В лавках еды много, но очень уж дорого все. Простому человеку не подступиться.

– Ей-богу, ни за что отдам, уступлю! Для почину, для ради вашей легкой руки… Себе в убыток не пожалею… Барынька-молодайка, у нас брали намедни…

– А вот товар – самолучший товар!..

– Не ходите к нему, господин хороший. У него все лежалое да подмоченное. Пожалте в наш раствор, ваша милость…

– Бублики-калачики…

– Держи, держи!.. Эй!..

Анну оглушило совсем. А тут еще железом гремели, сбрасывая его с подошедшей подводы. Какой-то курносый и конопатый малый дернул Анну за рукав, заманивая в раствор лавки: пожалуйте, мол.

– Смерд поганый! – отдернула она свою руку и так осердилась, что даже кончик носа у нее побелел.

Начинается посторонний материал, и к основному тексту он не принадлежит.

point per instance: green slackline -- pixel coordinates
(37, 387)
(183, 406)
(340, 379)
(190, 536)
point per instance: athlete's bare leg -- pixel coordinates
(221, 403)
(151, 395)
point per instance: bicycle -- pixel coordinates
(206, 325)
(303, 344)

Повязав платочком по-русски голову, коея причесана на заморский манер, взад и вперед сновали разодетые в бархаты и кружева петербургские барыни, отбиваясь руками и крутым словом от не в меру ретивых зазывал. А те загораживали собой дорогу им, наперебой вычитывали, выпевали, выкрикивали длинные перечни своих товаров, клянясь и божась, призывая в свидетели бога со всеми угодниками, что уйдет несговорчивая покупательница, так будет потом каяться день и ночь. Бойкие лавочные сидельцы, едва завидя у себя на пороге любого прохожего, чуть ли не всем телом перекидывались через прилавок в поспешном и подобострастном поклоне, встряхивая промасленными волосами, стриженными под кружок. Гомонят, зазывают, лают – ну как есть брехливые взбудораженные собаки. В одном месте что есть силы ударяют по рукам, в другом – от чего-то отплевываются, как от горечи, – ноги руки, меры, аршины, безмены, гири, весы – все в движении. И взлетают, перепархивают крылатые полотнища легкого шелка, черным ручьем стекает ловко раскинутая штука бархата, гремят сковороды, вьется в воздухе легкий перинный пух.

Оглянулась Анна туда-сюда, а сопровождавшая ее придворная статс-дама словно сквозь землю провалилась. Хотела Анна окликнуть ее, но в этом гаме, грохоте, голошении даже собственного голоса не услышишь. А народ снует взад-вперед непрерывным потоком, оттирает Анну к дверям какой-то лавки, а там благообразный купец с аккуратно подстриженной бородкой учтиво склонил голову и приглашает Анну войти.

Она и не заметила, как переступила порог его лавки. Сразу вывернулся откуда-то расторопный молодец и, скаля в приветливой улыбке кипенно белые зубы, лихо раскрыл перед Анной коробья, коробки, коробочки – и чего-чего только в них нет!..

– Индийский товар… Персидская бирюза… Веницейская работа…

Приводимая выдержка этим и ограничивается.